Date of Award

Summer 2011

Degree Type

Dissertation

Degree Name

Doctor of Philosophy (PhD)

Graduate Group

Physics & Astronomy

First Advisor

A. T. Charlie Johnson

Abstract

Graphene and carbon nanotubes are extreme mechanical and electronic materials which have been the subjects of intense study and development since their discoveries. While many of their intrinsic properties have been discovered, their interactions with other materials are only beginning to be explored.

The noncovalent binding of single-stranded DNA oligonucleotides to carbon nanotubes and graphene has been seen to give rise to effective gas sensors. We examine similar systems to each of these in turn, imaging carbon nanotubes decorated with single-stranded DNA in Transmission Electron Microscope, and performing X-ray reflectivity of a single-stranded DNA film on graphite. The TEM study shows that the DNA bunches up along tubes but does not tend to clump on single tubes. Helical wrapping is not seen on single tubes. X-ray reflectivity shows that DNA on a graphite surface forms an inhomogeneous layer around 1.6 nm thick.

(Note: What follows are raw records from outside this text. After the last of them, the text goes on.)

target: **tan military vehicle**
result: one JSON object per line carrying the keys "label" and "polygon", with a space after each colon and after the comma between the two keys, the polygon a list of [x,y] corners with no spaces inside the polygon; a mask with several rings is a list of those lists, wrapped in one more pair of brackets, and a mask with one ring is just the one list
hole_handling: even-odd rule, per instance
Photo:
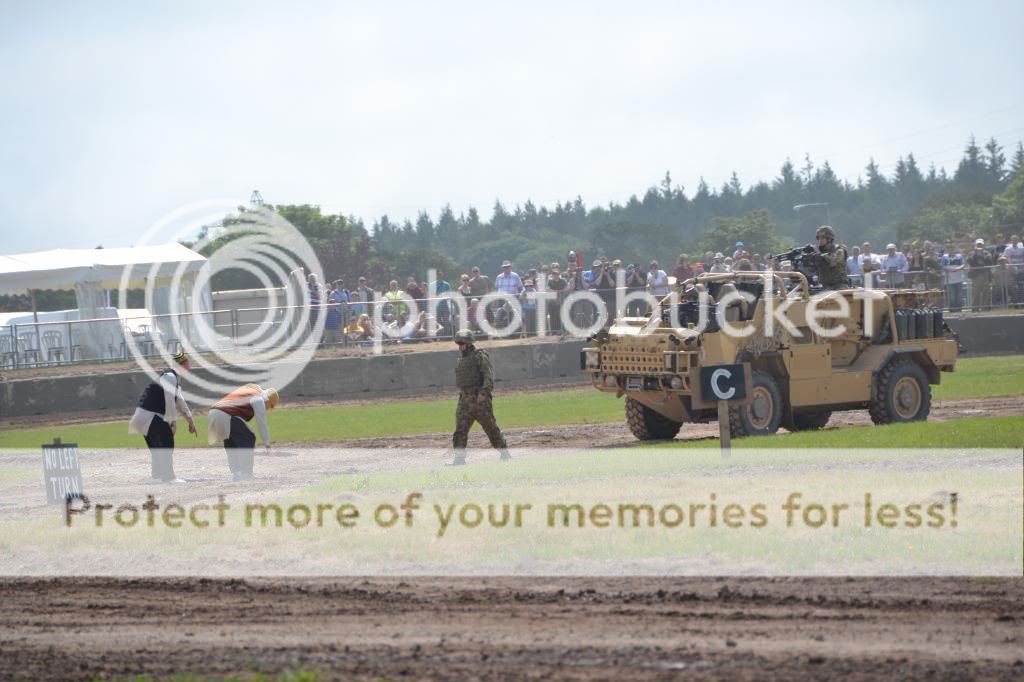
{"label": "tan military vehicle", "polygon": [[958,349],[937,307],[941,292],[815,293],[803,272],[765,274],[700,275],[649,317],[620,318],[592,337],[581,366],[595,388],[626,396],[637,438],[673,438],[685,422],[718,419],[720,403],[700,381],[713,366],[749,374],[746,400],[729,407],[734,436],[818,429],[847,410],[867,410],[876,424],[928,417],[931,385],[953,371]]}

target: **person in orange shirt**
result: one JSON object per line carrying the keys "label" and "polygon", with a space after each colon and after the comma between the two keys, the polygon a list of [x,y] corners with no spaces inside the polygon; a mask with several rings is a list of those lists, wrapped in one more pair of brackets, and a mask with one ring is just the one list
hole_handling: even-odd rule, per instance
{"label": "person in orange shirt", "polygon": [[259,428],[260,439],[270,454],[270,430],[266,423],[266,411],[273,410],[281,401],[276,389],[262,389],[258,384],[240,386],[214,403],[208,416],[209,442],[218,440],[227,453],[227,466],[234,480],[251,480],[253,476],[253,455],[256,434],[246,422],[253,419]]}

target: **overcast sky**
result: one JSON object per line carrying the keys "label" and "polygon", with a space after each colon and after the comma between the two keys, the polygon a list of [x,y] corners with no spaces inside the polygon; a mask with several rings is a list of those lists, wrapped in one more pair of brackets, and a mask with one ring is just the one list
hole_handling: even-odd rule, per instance
{"label": "overcast sky", "polygon": [[489,4],[0,4],[0,253],[254,188],[370,225],[1024,138],[1017,0]]}

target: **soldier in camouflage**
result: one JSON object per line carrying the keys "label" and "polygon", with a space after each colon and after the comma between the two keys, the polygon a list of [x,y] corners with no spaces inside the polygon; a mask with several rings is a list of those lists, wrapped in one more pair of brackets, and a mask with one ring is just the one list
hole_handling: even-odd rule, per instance
{"label": "soldier in camouflage", "polygon": [[459,407],[455,412],[455,434],[452,445],[455,449],[453,465],[466,463],[466,441],[473,422],[479,422],[483,432],[490,439],[490,446],[501,453],[502,460],[511,460],[508,444],[502,430],[495,421],[492,393],[495,380],[490,370],[487,351],[473,345],[473,333],[462,331],[455,335],[462,357],[455,369],[455,383],[459,387]]}
{"label": "soldier in camouflage", "polygon": [[821,225],[814,233],[818,250],[811,254],[810,261],[818,274],[818,284],[823,289],[848,289],[850,278],[846,271],[846,247],[836,244],[836,230],[829,225]]}

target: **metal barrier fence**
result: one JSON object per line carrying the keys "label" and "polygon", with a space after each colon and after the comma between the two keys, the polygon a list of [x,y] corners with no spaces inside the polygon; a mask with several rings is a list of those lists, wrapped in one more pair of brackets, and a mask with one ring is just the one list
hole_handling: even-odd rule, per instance
{"label": "metal barrier fence", "polygon": [[[982,273],[984,271],[984,273]],[[972,276],[973,273],[973,276]],[[854,286],[863,285],[863,276],[851,278]],[[941,289],[947,311],[985,311],[1024,307],[1024,268],[993,266],[961,271],[871,272],[877,289]],[[626,289],[636,293],[642,289]],[[549,296],[543,324],[528,299],[522,300],[518,338],[543,335],[553,338],[578,338],[569,331],[591,327],[598,317],[592,301],[577,301],[562,315],[562,302],[570,292]],[[593,290],[610,310],[614,289]],[[350,303],[324,303],[308,306],[310,332],[293,347],[303,345],[369,349],[374,345],[374,321],[389,326],[383,335],[385,346],[451,340],[456,330],[465,327],[486,336],[490,329],[505,329],[519,314],[501,301],[465,306],[449,298],[416,301],[424,316],[413,319],[407,299],[380,298]],[[436,307],[431,306],[436,304]],[[465,308],[465,310],[463,310]],[[134,355],[154,357],[173,354],[182,348],[199,352],[255,353],[274,348],[275,339],[295,332],[296,313],[303,306],[230,308],[182,312],[146,317],[103,317],[97,319],[24,323],[0,327],[0,370],[47,367],[54,365],[125,361]],[[627,305],[629,315],[646,313],[643,302]],[[316,317],[324,315],[323,336],[311,332]],[[361,315],[366,315],[361,318]],[[301,315],[298,315],[301,319]],[[463,318],[465,317],[465,319]],[[360,319],[361,318],[361,319]],[[367,324],[369,322],[369,325]],[[571,324],[567,324],[571,323]]]}
{"label": "metal barrier fence", "polygon": [[939,289],[946,311],[984,311],[1024,306],[1024,266],[990,265],[963,269],[878,270],[851,275],[850,283],[863,286],[870,276],[876,289]]}

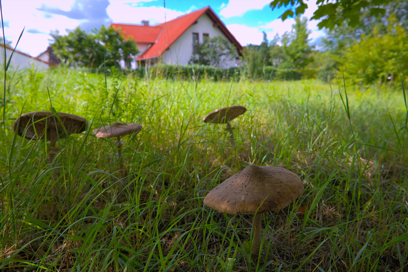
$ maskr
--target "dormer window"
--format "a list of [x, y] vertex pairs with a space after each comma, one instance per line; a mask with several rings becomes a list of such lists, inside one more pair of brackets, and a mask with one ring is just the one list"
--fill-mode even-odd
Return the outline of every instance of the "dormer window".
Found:
[[193, 33], [193, 53], [198, 53], [200, 50], [200, 44], [199, 43], [198, 33]]

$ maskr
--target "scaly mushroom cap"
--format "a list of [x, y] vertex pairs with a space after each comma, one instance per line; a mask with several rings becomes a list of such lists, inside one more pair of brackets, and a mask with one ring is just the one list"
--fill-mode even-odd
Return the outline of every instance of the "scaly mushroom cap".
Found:
[[33, 111], [22, 114], [16, 119], [13, 124], [13, 130], [16, 131], [17, 123], [20, 120], [17, 130], [17, 134], [19, 136], [23, 137], [24, 135], [27, 139], [36, 140], [37, 135], [38, 135], [41, 139], [43, 139], [46, 129], [48, 140], [51, 139], [52, 131], [57, 131], [60, 138], [67, 137], [62, 124], [68, 134], [79, 133], [86, 130], [87, 124], [85, 118], [70, 113], [57, 113], [62, 124], [56, 117], [53, 116], [52, 113]]
[[258, 213], [263, 213], [283, 209], [303, 189], [300, 178], [287, 169], [251, 165], [215, 186], [204, 204], [230, 215], [253, 215], [258, 207]]
[[134, 123], [114, 123], [110, 126], [105, 126], [93, 130], [92, 134], [98, 138], [120, 137], [128, 134], [138, 132], [142, 126]]
[[224, 107], [212, 111], [203, 118], [204, 123], [210, 122], [213, 124], [225, 124], [237, 116], [240, 115], [246, 111], [243, 106], [230, 106]]

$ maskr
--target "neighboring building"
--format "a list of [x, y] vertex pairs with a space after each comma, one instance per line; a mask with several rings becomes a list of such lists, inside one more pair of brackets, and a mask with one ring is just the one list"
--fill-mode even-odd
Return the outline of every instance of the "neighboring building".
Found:
[[47, 47], [47, 50], [38, 55], [36, 57], [44, 62], [58, 65], [61, 62], [61, 60], [58, 58], [57, 55], [53, 52], [54, 50], [52, 49], [52, 46], [49, 45]]
[[[3, 64], [4, 58], [4, 45], [0, 44], [0, 62]], [[31, 64], [34, 64], [35, 68], [47, 69], [50, 66], [55, 66], [55, 65], [52, 63], [45, 62], [40, 59], [30, 56], [29, 55], [15, 50], [13, 53], [13, 49], [6, 46], [6, 60], [8, 61], [10, 56], [13, 53], [11, 60], [10, 62], [10, 66], [16, 69], [24, 69], [27, 68], [31, 68]], [[4, 65], [4, 64], [3, 64]], [[3, 68], [0, 69], [3, 69]]]
[[212, 38], [221, 35], [236, 47], [235, 57], [223, 62], [222, 68], [236, 66], [236, 59], [243, 49], [209, 6], [155, 26], [149, 26], [149, 21], [143, 20], [142, 23], [111, 24], [115, 29], [120, 28], [126, 38], [132, 37], [137, 44], [140, 52], [135, 56], [133, 65], [135, 67], [160, 60], [167, 63], [187, 64], [204, 36]]

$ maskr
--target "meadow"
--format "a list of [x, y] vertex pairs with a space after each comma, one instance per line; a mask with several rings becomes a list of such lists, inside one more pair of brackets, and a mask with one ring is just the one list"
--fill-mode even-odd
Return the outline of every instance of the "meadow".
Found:
[[[105, 79], [64, 68], [8, 72], [5, 82], [2, 271], [408, 270], [402, 87], [141, 79], [115, 71]], [[231, 105], [247, 109], [231, 122], [233, 146], [225, 126], [202, 120]], [[22, 113], [52, 108], [89, 124], [58, 141], [51, 165], [47, 142], [11, 127]], [[126, 172], [116, 139], [91, 133], [116, 122], [142, 127], [122, 138]], [[305, 187], [288, 207], [263, 214], [259, 258], [248, 253], [251, 216], [203, 203], [251, 164], [282, 166]]]

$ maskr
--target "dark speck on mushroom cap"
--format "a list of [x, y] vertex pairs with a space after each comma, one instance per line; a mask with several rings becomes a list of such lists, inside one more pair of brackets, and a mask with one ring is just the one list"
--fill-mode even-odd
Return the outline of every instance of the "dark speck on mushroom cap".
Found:
[[[277, 176], [285, 182], [280, 182]], [[258, 212], [263, 213], [286, 207], [302, 195], [304, 188], [297, 175], [287, 169], [251, 165], [210, 191], [204, 203], [231, 215], [253, 215], [258, 207]]]

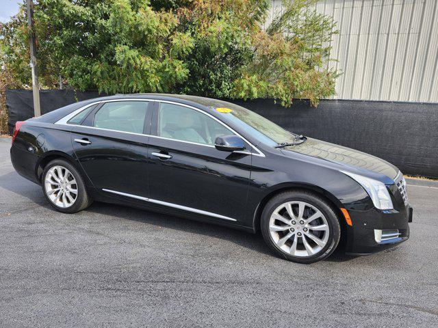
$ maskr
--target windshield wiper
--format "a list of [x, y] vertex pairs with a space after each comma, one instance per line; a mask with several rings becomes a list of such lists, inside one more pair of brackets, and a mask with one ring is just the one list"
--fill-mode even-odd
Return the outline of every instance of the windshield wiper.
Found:
[[287, 141], [281, 142], [278, 144], [276, 146], [274, 146], [274, 148], [281, 148], [283, 147], [287, 147], [289, 146], [298, 145], [300, 144], [302, 144], [305, 141], [306, 141], [306, 137], [304, 135], [296, 135], [292, 142], [287, 142]]

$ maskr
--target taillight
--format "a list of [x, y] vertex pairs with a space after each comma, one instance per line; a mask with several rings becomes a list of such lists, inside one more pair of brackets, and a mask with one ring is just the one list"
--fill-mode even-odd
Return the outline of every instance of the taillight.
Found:
[[15, 123], [15, 128], [14, 128], [14, 134], [12, 135], [12, 142], [15, 140], [15, 137], [16, 137], [17, 133], [20, 131], [20, 128], [24, 123], [23, 121], [16, 121]]

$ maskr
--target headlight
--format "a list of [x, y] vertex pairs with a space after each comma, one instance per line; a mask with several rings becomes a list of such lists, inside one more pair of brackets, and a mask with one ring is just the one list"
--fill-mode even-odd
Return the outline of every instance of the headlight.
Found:
[[379, 210], [391, 210], [394, 208], [391, 196], [383, 182], [370, 178], [355, 174], [354, 173], [341, 171], [350, 178], [355, 180], [370, 195], [376, 208]]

The differences between the various thicknesses of few-layer graphene are substantial though often underappreciated. These differences are highlighted in the system of several-nanometer metal particles on few-layer graphene flakes. We formed such particles by evaporation and annealing, then examined them in Scanning Electron Microscope. We found that gold nanoparticles were circular and experienced limited growth, with the radius varying as the number of layers to the 1/3 power. A theoretical explanation is given for this observation, based on an electrostatic interaction. This theory is also consistent with observations for titanium and silver nanoparticles. Ytterbium nanoparticles on graphene form instead into filaments. A related theory is presented showing that the same electrostatic interaction is capable of overcoming surface tension to deform particles from circularity.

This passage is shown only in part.